DeepSeek V4 Tests: 3D Code Strong, SVG & QA Weak

DeepSeek's likely V4 model in Expert mode builds usable 3D floor plans and Pokeballs via Three.js but fails on panda SVGs, chess autoplay, butterfly scenes, and simple QA where it stalls midway.

Expert Mode Delivers Bigger Outputs but Limits Concurrency

DeepSeek's new interface offers two modes: Expert for the most powerful generations (likely V4) and Instant for image prompts and multimodal tasks. Expert mode processes one prompt at a time without parallel threads, ensuring focused compute on complex requests. Attach images automatically switches to Instant, confirming multimodal support. Use Expert for single, high-fidelity code outputs like full HTML files with Three.js; avoid it for batch testing due to the one-at-a-time restriction.

3D Generation Succeeds on Practical Layouts and Objects

For a 1585 square foot 3D floor plan with two rooms and two washrooms, Expert mode outputs a single runnable HTML file using HTML, CSS, JS, and Three.js. The result shows accurate layout: visible bathrooms and bedrooms, fully navigable and usable. Similarly, a Three.js Pokeball generates a polished, dark-blue tinted sphere matching refined styles like GPT-4o. These tests prove DeepSeek V4 handles interactive 3D architecture and object modeling reliably—copy the HTML, open in a browser, and interact immediately without tweaks.

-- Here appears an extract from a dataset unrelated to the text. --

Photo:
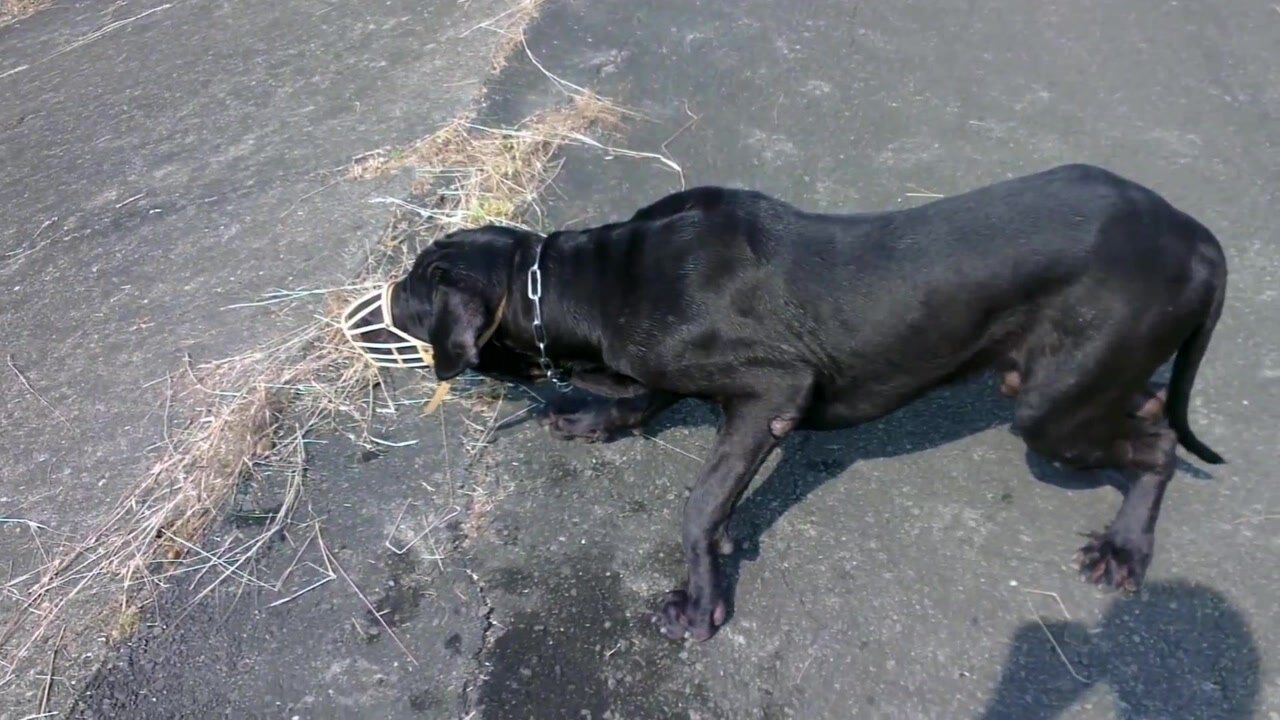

Creative SVGs, Complex Scenes, and Functionality Fall Short

SVG panda holding a burger produces disproportionate hands and low overall quality, lacking polish. A 3D chessboard with all pieces and autoplay for legal moves looks visually impressive but autoplay fails entirely—pieces render but no opponent simulation or win detection works. Majestic 3D butterfly in a blue garden with camera controls resembles a distorted character (like Gardevoir) more than an insect; basic movement functions but lacks detail and accuracy. Trade-off: Strong visuals don't guarantee working interactions; test functionality post-generation.

Reasoning Stalls on Simple QA, Hinting at Scale Limits

Basic question-answering gets stuck midway, failing to complete responses—issues may resolve in API versions but expose current web interface limits. Overall, V4 shows promise over prior models but trails DeepSeek R1 in size and consistency; wait for full release before production use. Prioritize it for 3D code prototypes where it outperforms on usability.

Video description
In this video, I'll be talking about DeepSeek's newly rolled-out model and updated interface, which many people believe could be DeepSeek V4. I tested it across several coding, SVG, 3D, and reasoning tasks to see how well it performs and whether it actually lives up to the hype. -- Key Takeaways: 🚀 DeepSeek appears to be rolling out a brand-new model and interface, and it may be DeepSeek V4. 🧠 The new Expert mode seems to be the more powerful option, while Instant mode handles image prompts and multimodal tasks. 🏠 DeepSeek performed well on some generation tests, especially the 3D floor plan and the Three.js Pokeball. 🎨 Some creative outputs, like the panda SVG and butterfly scene, were noticeably weaker and had quality issues. ♟️ The chess board demo looked visually impressive, but the autoplay feature did not work properly. 🌲 The 3D Minecraft-style demo was promising, although the controls did not function correctly. 📉 On simpler question-answering tests, the model sometimes got stuck midway, showing that it still has limitations. 👍 Overall, the update looks promising, but it may not be as large or as strong as DeepSeek R1.